Medical drones fly 700+ times in Bengaluru with zero failures

New Delhi: Drone deliveries in healthcare are moving from pilot ideas to real operations in Indian cities. A Bengaluru-based test run between Airbound and Narayana Health has now completed more than 700 drone flights, showing how medical samples can move faster through the air instead of being stuck in traffic.

The trial has been running since January 2026, connecting a clinic in Chandapura to a central lab in Electronic City. The route is just 4 km, but the impact is bigger than it sounds. Anyone who has sat in Bengaluru traffic knows even a short trip can take forever. This changes that equation.

Drone corridor cuts delivery time sharply

The aerial route takes about 10 minutes per trip. Earlier, the same samples moved in 3 to 4 batches daily by road. Now the system runs up to 20 flights a day, carrying up to 40 samples each time.
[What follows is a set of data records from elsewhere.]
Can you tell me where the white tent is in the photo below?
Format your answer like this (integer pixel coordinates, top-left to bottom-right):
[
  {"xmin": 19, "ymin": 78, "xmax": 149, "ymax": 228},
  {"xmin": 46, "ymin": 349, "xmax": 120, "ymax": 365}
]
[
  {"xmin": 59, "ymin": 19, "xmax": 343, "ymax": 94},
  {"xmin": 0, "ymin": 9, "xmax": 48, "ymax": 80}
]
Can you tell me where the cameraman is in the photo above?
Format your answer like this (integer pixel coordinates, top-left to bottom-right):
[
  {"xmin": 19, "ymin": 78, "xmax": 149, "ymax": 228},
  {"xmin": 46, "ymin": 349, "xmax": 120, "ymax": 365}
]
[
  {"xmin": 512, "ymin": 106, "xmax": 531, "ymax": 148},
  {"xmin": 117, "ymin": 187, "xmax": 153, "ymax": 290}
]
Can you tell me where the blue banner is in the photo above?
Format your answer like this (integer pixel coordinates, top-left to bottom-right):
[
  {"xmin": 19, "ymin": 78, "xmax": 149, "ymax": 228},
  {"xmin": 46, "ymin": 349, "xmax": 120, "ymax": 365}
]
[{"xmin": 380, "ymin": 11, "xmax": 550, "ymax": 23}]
Over 54 straight days, the system completed:

  • 700 plus flights
  • Zero failed deliveries
  • Continuous on-demand operations

Within three weeks, Narayana Health stopped road transport completely for this route. That is a big shift. Labs now receive samples throughout the day instead of waiting for fixed batches.
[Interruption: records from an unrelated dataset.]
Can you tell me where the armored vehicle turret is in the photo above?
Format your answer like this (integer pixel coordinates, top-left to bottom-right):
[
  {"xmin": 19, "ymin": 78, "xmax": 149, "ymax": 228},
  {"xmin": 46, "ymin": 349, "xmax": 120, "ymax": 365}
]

What this means for hospitals and patients

Doctors can start testing earlier. Results come faster. That can make a real difference, especially in urgent cases. Dr Devi Prasad Shetty said, “Driven by the conviction that technology is the primary catalyst for reducing healthcare costs, we are proud to announce the expansion of our medical drone delivery services.”
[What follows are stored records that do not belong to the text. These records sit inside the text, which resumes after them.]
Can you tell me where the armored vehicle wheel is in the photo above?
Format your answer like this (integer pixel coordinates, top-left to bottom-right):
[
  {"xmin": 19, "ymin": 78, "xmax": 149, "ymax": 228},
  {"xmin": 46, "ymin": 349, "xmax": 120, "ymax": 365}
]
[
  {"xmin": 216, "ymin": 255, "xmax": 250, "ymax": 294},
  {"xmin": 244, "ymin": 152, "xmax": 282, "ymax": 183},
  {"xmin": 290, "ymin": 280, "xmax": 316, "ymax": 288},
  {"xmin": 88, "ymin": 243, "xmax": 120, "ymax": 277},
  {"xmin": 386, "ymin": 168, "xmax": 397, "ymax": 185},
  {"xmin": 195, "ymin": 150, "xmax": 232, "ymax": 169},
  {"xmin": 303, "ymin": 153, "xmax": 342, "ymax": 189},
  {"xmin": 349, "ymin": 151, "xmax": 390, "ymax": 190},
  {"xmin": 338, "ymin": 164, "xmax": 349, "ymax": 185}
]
He also noted that earlier, transport time and costs slowed down centralised diagnostics. The drone model is now helping remove those barriers.

Next step, Banashankari

The companies now plan to expand the network. A new corridor between Electronic City and Banashankari is in the works, pending approvals.

Airbound CEO Naman Pushp said, “This pilot demonstrated that frequent, predictable aerial logistics is not a future concept and is running right now in one of India’s busiest cities.”

There are also plans to scale across Bengaluru and later to cities like Kolkata.